Not all programs on HD channels are HD...what program are you trying to watch?


----------



## naybag (Feb 23, 2005)

16:9 / 4:3


----------



## naybag (Feb 23, 2005)

pdawg17 said:


> Not all programs on HD channels are HD...what program are you trying to watch?


At the moment, I am trying to watch the Washington v Tampa Bay football game. And I have the horizontal bars along the top and bottom. I should note that the picture quality is excellent, just can't get rid of the bars.


----------



## dgh (Jul 24, 2000)

naybag said:


> 16:9 / 4:3


What does that mean?


----------



## stevel (Aug 23, 2000)

I have found that a lot of the HD network programs are 4:3, and yes, I have seen letterboxed material within the 4:3 frame. Very annoying.


----------



## naybag (Feb 23, 2005)

dgh said:


> What does that mean?


It's a widescreen tv. The aspect ration is 16:9.


----------



## naybag (Feb 23, 2005)

stevel said:


> I have found that a lot of the HD network programs are 4:3, and yes, I have seen letterboxed material within the 4:3 frame. Very annoying.

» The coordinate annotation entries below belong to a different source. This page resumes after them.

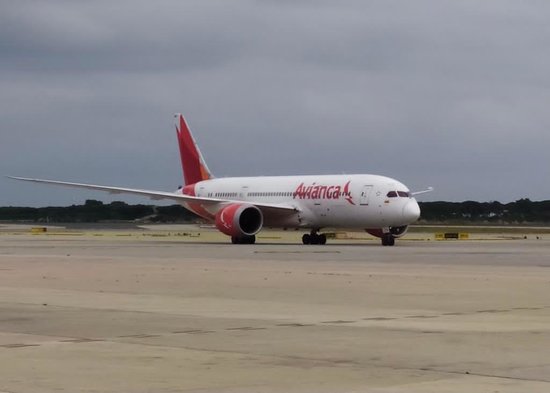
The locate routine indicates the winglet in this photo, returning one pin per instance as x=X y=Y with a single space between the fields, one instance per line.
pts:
x=192 y=162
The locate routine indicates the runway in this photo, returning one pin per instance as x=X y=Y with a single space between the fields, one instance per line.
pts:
x=166 y=310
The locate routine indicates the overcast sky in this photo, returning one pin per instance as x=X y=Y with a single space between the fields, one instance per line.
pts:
x=449 y=94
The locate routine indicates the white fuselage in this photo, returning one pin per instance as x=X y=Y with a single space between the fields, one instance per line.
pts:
x=351 y=201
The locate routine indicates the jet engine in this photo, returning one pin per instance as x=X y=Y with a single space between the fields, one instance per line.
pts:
x=396 y=232
x=239 y=220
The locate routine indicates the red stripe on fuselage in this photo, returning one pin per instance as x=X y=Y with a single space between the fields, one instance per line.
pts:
x=196 y=207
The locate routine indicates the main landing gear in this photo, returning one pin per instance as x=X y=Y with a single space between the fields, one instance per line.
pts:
x=243 y=239
x=314 y=238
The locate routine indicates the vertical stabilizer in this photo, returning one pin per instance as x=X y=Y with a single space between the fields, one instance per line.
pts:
x=193 y=164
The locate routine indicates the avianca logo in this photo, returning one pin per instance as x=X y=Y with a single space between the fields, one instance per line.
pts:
x=318 y=191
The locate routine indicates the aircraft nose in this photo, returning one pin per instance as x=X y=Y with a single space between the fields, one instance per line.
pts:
x=411 y=211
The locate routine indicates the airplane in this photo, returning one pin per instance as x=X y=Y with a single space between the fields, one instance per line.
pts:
x=241 y=207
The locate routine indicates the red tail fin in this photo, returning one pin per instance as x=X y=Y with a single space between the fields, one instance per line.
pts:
x=192 y=162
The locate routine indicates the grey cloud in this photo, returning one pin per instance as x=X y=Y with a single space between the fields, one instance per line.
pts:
x=443 y=93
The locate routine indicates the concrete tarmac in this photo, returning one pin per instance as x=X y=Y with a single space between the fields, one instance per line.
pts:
x=147 y=311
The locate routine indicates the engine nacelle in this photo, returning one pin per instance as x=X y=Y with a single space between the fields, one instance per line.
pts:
x=239 y=220
x=396 y=232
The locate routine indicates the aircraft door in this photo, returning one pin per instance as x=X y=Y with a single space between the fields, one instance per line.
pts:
x=365 y=195
x=243 y=193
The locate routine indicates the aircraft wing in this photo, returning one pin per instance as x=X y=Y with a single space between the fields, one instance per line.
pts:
x=157 y=195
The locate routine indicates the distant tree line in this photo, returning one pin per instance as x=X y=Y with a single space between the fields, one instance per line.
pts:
x=522 y=211
x=519 y=212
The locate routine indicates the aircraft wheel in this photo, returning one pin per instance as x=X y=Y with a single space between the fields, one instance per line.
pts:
x=243 y=240
x=388 y=239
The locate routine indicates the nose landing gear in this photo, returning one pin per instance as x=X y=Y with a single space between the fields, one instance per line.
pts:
x=388 y=239
x=314 y=237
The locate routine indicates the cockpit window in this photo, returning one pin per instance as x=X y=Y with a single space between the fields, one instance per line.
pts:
x=395 y=194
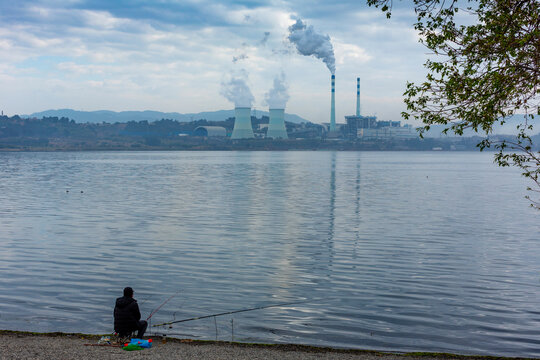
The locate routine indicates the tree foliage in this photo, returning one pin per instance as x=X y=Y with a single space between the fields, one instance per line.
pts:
x=481 y=73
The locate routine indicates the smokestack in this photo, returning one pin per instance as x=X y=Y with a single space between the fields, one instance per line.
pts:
x=333 y=105
x=357 y=96
x=276 y=126
x=242 y=123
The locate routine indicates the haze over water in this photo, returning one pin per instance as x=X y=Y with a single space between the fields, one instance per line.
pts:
x=401 y=251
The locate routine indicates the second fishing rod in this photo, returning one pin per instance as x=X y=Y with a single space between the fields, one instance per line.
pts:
x=236 y=311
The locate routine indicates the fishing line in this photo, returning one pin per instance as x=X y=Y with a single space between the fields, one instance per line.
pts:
x=233 y=312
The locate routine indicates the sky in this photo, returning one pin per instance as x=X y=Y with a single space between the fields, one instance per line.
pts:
x=175 y=55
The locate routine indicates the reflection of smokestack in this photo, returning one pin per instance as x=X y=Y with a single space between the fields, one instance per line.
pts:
x=357 y=96
x=242 y=124
x=333 y=105
x=276 y=126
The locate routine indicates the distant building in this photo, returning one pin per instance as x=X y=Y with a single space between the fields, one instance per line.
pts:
x=368 y=128
x=207 y=131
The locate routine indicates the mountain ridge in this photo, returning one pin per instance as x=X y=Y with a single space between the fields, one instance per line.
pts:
x=109 y=116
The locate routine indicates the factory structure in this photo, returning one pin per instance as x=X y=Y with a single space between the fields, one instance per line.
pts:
x=356 y=126
x=368 y=128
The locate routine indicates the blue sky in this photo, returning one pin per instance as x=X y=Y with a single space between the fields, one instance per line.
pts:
x=173 y=56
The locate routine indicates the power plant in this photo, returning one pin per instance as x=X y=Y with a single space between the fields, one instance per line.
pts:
x=242 y=123
x=276 y=125
x=357 y=96
x=333 y=105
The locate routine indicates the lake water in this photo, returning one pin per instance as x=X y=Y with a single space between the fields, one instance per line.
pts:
x=401 y=251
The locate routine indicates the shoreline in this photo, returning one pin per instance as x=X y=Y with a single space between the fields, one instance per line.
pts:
x=58 y=345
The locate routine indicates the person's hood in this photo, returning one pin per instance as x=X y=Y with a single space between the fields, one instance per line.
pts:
x=124 y=301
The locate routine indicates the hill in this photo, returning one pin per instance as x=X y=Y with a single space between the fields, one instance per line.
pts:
x=125 y=116
x=508 y=128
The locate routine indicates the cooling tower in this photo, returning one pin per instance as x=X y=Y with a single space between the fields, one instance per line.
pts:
x=333 y=105
x=357 y=96
x=276 y=126
x=242 y=124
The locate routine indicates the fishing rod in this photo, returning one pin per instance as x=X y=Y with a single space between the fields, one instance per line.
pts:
x=232 y=312
x=163 y=303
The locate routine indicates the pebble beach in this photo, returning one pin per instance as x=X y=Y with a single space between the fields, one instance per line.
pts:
x=26 y=346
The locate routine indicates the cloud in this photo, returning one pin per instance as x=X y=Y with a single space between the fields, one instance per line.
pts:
x=171 y=55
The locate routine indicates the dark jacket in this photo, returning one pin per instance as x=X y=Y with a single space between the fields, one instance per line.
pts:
x=126 y=315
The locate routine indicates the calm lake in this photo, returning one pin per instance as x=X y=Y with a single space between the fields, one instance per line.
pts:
x=401 y=251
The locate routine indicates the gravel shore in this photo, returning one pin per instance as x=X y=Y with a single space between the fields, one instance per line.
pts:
x=23 y=346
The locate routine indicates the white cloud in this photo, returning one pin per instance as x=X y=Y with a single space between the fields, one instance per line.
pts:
x=105 y=61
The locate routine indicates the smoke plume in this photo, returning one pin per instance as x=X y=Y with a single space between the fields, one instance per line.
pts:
x=236 y=90
x=277 y=97
x=310 y=43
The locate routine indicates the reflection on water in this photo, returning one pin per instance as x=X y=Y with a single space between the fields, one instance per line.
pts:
x=395 y=251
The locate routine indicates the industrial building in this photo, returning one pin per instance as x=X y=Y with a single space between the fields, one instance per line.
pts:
x=368 y=128
x=207 y=131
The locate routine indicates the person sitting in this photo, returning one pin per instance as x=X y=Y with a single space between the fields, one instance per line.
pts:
x=127 y=317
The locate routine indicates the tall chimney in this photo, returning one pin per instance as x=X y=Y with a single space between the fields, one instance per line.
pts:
x=357 y=96
x=276 y=126
x=242 y=123
x=333 y=105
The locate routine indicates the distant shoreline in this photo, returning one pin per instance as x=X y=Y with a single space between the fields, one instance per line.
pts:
x=58 y=345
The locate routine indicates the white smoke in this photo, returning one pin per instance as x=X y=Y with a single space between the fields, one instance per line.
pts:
x=236 y=90
x=277 y=97
x=310 y=43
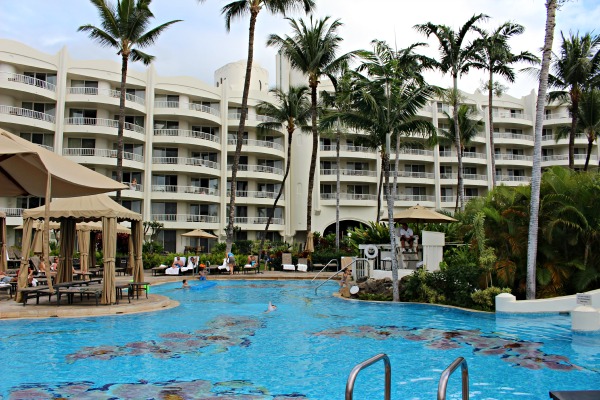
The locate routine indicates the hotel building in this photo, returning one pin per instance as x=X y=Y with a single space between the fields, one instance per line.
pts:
x=180 y=137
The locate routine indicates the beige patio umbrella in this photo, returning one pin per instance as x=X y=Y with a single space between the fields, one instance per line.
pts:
x=421 y=214
x=3 y=252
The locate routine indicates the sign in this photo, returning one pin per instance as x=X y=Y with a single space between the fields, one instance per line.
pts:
x=584 y=299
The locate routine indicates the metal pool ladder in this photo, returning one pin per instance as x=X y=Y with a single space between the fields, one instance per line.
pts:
x=460 y=361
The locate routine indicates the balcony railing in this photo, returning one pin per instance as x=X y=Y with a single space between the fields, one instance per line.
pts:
x=109 y=123
x=349 y=196
x=250 y=117
x=93 y=152
x=255 y=194
x=24 y=112
x=508 y=135
x=187 y=133
x=12 y=212
x=349 y=172
x=106 y=92
x=258 y=168
x=513 y=157
x=28 y=80
x=185 y=218
x=189 y=106
x=197 y=162
x=185 y=189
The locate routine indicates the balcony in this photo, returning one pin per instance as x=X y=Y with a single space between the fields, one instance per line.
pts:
x=93 y=152
x=109 y=93
x=187 y=134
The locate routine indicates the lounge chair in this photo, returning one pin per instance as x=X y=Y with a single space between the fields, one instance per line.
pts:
x=302 y=265
x=286 y=262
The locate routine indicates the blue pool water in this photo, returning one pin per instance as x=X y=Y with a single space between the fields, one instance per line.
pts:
x=219 y=344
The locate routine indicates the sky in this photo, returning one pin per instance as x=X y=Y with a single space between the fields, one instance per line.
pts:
x=200 y=44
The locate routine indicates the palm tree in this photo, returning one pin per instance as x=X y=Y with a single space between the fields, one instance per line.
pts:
x=124 y=28
x=536 y=170
x=456 y=57
x=573 y=70
x=312 y=50
x=239 y=9
x=496 y=58
x=291 y=112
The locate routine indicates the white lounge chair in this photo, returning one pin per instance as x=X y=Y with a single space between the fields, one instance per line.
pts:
x=286 y=262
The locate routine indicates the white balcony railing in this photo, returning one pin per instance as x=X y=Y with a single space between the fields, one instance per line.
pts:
x=185 y=189
x=28 y=80
x=349 y=172
x=109 y=123
x=93 y=152
x=187 y=134
x=197 y=162
x=24 y=112
x=106 y=92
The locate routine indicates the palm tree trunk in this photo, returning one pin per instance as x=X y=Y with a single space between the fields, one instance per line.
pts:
x=121 y=125
x=491 y=119
x=337 y=189
x=241 y=127
x=313 y=159
x=461 y=189
x=536 y=172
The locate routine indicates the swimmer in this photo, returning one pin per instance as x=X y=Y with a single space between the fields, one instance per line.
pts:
x=271 y=307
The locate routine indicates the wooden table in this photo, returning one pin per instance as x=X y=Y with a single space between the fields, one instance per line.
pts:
x=135 y=288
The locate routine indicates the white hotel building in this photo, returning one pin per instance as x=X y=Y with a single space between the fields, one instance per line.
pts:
x=180 y=140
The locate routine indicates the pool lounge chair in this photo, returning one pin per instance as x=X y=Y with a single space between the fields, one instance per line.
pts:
x=286 y=262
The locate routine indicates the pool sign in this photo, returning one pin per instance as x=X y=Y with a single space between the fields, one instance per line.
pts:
x=584 y=299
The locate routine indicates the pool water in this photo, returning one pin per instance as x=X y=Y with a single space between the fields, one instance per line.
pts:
x=220 y=344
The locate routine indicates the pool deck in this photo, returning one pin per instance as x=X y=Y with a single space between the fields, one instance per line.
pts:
x=9 y=309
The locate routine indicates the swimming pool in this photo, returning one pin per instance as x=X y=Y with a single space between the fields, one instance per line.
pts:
x=221 y=344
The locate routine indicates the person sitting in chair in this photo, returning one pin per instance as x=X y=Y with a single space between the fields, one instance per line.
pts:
x=406 y=236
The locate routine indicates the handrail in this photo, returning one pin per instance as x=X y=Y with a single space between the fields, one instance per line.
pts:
x=446 y=375
x=368 y=363
x=323 y=269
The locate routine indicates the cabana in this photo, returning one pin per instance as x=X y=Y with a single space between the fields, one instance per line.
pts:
x=70 y=211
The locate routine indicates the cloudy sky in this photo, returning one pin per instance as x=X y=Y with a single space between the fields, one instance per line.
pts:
x=200 y=44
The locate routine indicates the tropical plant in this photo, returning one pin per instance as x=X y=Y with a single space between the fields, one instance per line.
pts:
x=496 y=58
x=312 y=49
x=240 y=9
x=536 y=170
x=291 y=112
x=573 y=72
x=456 y=57
x=124 y=27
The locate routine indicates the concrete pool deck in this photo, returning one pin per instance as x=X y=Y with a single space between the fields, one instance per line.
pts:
x=9 y=309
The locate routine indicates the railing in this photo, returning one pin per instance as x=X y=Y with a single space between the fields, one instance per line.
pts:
x=93 y=152
x=513 y=157
x=258 y=168
x=24 y=112
x=88 y=91
x=387 y=379
x=109 y=123
x=518 y=136
x=349 y=196
x=187 y=133
x=189 y=106
x=443 y=384
x=349 y=172
x=198 y=162
x=12 y=212
x=185 y=189
x=28 y=80
x=185 y=218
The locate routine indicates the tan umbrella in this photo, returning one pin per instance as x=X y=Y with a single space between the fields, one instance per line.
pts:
x=3 y=253
x=421 y=214
x=199 y=233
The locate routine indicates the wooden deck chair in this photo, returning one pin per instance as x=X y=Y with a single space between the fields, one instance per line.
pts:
x=286 y=262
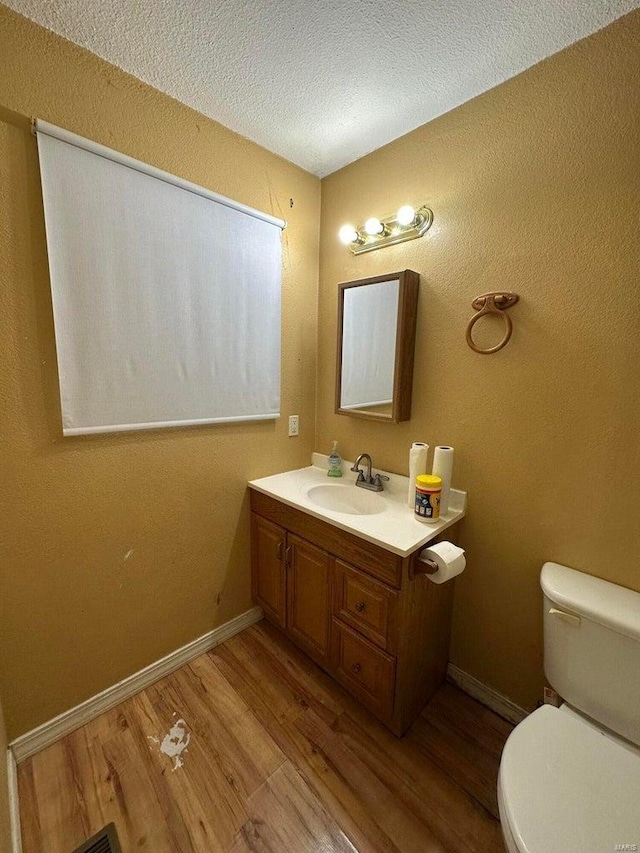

That is quite annoying. Can anyone else turn to abc hd and tell me what their screen looks like?


----------



## BGLeduc (Aug 26, 2003)

I am seeing the Redskins in proper 16:9 mode. It appears that your local affiliate is sending the game out down-converted to a 4:3 image. Do other HD broadcasts look correct?

It is certainly annoying, but not at all uncommon. At least in my city, HDTV is very much a work in progress. 

Brian


----------



## ThreeSoFar (May 24, 2002)

Zooming should eliminate the bars.


----------



## JimSpence (Sep 19, 2001)

naybag said:


> OK, So I have a 32in HDTV with a HD digital cable box. I am watching ABCHD channel, and still have a letterbox view. What am I missing? Is this normal?


How's the HD box connected to the TV?


----------



## naybag (Feb 23, 2005)

JimSpence said:


> How's the HD box connected to the TV?


Go skins! It's hooked up through audio and video cables into the component 2. It's not with a DVI.


----------



## naybag (Feb 23, 2005)

ThreeSoFar said:


> Zooming should eliminate the bars.


If I zoom, then the sreen gets smaller with bars on all four sides.


----------



## ThreeSoFar (May 24, 2002)

My 42" Samsung DLP has a "zoom1" which zooms in the right amount to get rid of the bars at top and bottom of a 4:3 letterbox image.


----------



## naybag (Feb 23, 2005)

BGLeduc said:


> I am seeing the Redskins in proper 16:9 mode. It appears that your local affiliate is sending the game out down-converted to a 4:3 image. Do other HD broadcasts look correct?
> 
> It is certainly annoying, but not at all uncommon. At least in my city, HDTV is very much a work in progress.
> 
> Brian


Thanks. This is helpful. I have seen only a couple of channels in full screen before. At the moment, all but one channel (WJLAHD) have the letterboxes.


----------



## xtopher_66 (Jan 8, 2004)

I'm watching the games via WJLADT and they being broadcast in a 16:9 aspect ratio. No need to zoom on my Sammy DLP.


----------



## windracer (Jan 3, 2003)

The ABC-HD feed here looks fine too ... fills up the entire screen on my Panny 42" plasma.

The picture looked great ... too bad the Bucs weren't as great.


----------



## Stu_Bee (Jan 15, 2002)

I have a Panasonic 42", and I can tell which channels are HD, because it doesn't let you change the aspect on HD channels.
Of course that kinda sucks if the HD channels is showing 4:3 content.


----------



## JTAnderson (Jun 6, 2000)

How is your cable box connected to the TV?

Hint: If the answer is not component video cables or HDMI, that probably explains your problem.


----------